We have performed a series of quantum-mechanical calculations of second- and third-order elastic constants of YN and ScN with the rock-salt structure in the case of their zero-pressure states as well as for systems compressed by hydrostatic pressures. We predict that both YN and ScN undergo a reversal of their elastic anisotropy type. In particular, their elastic anisotropy expressed by the Zener ratio drops under one due to applied hydrostatic pressure. At zero pressure, both systems exhibit the softest elastic response to uniaxial loading (the lowest value of the Young’s modulus) along the 〈100〉 directions which is changed to the 〈111〉 directions for pressures beyond the critical one.
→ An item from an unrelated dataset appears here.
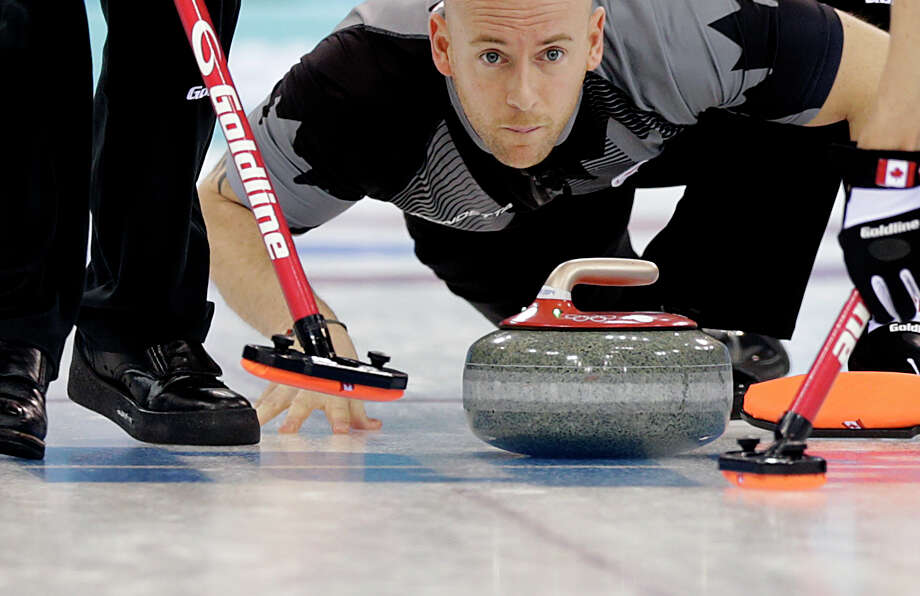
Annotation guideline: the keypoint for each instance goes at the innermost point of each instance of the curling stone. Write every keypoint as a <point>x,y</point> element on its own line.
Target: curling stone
<point>557,382</point>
These transition pressures are rather moderate, 1.2 GPa and 6.5 GPa for YN and ScN, respectively. The elasticity change keeps the semiconducting character of both materials and has only a minor impact on the vibrational properties. As alternative mechanisms leading to the reversal of the elastically soft and hard directions, we identified tetragonal deformations of YN for very small biaxial strains (lattice parameter compressed/expanded by about 1%) and a composite (superlattice) state of ScN and PdN (mismatch of their lattice parameters is 1.4%). The last two discussed mechanisms clearly pave a path towards a strain-controlled fine-tuning of elastic anisotropy in materials, which would allow, for example, a theory-guided design of nanocomposites with a particular ratio of longitudinal sound velocities in the [001], [011] and [111] directions in different components.